I wasn’t selected as one of the chosen students to sit and be honored behind the president or volunteer at the event but I was maybe 30 feet in front of President Obama and enjoyed every minute of the time I spent this week. It was well worth the wait.



It’s a truly amazing thing to have good friends in your life.

Growing up, I never spent a lot of time with the people from my school. I played softball every weekend and had practice twice a week. Those girls were more than just my best friends, they were my family. Today, a group of us got together for the first time since 2012 and it was honestly as if no time had passed.

I had some truly wonderful memories playing competitive softball, but like any competitive athlete will tell you, there are some serious downsides to it too. What truly bonds a team, however, no matter what age or level, is respect and I’m convinced that respect for one another is what’s kept my friendships with my former teammates so timeless. To this day, I respect their talent, personality, and values, something I hope I can achieve with any and all my future relationships.

One of the best pieces of advice I’ve ever received is that you don’t need to be best friends with someone in order to be a good teammate. Results happen from mutually respectful relationships, however, I was fortunate enough to make lifelong friends with those who earned my respect. You may hear to surround yourself with like minded people or dreamers or optimists but from my (very wise) 19 years of knowledge, I find it best to surround yourself with people you want to fight for whether it’s on the field of play or not. The respect you have for a person is fundamental for success.

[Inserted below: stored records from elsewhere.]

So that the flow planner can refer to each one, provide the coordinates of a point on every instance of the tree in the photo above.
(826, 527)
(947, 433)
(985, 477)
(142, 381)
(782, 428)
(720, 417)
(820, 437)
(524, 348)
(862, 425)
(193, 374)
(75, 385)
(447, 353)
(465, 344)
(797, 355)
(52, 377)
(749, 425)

True Life: I’m an E-mail Hoarder

I love online shopping. Correction: online window shopping would probably be more politically correct on a college budget like mine. If you also partake in shopping online, then you know for many sites, you can’t enter until you give them your e-mail. Although I’m sure there are many people that choose to exercise self control, I do not and without fail, I submit my e-mail to pretty much any site I stumble upon. Therefore, this morning, I deleted 2645 e-mails from the three accounts I actively used.

Some e-mails were the junk mailers I invited to occupy my mailbox, but many of the e-mails that were sitting there were over a year old. They were all there: old office hours e-mails, correspondences with the university newspaper old editor, grade checks, practice schedules, etc. I deleted every e-mail in my box but 25 that are still relevant and I’m not going to lie, it felt like I was deleting old friends. They may just be old e-mails but it actually made me sad to see the memories and invites and information disappear. This is not normal. With every e-mail came another pathetic wince as I hit delete and I realized that this needs to stop. I’m actually a hoarder… and this actually needs to stop…

So, for the first of my many goals for 2015, I vow to stop collecting e-mails like they’re a baseball card collection. I’m getting closer and closer to my professional life and I need to use my e-mail accounts to organize my life, not to collect old memories. I’m not going to promise that I won’t be online window shopping anymore, but I’m going to use a junk e-mail from now on. I cleared every mailbox, deleted all my trash, and hit unsubscribe to every junk mail clogger and I already feel less overwhelmed.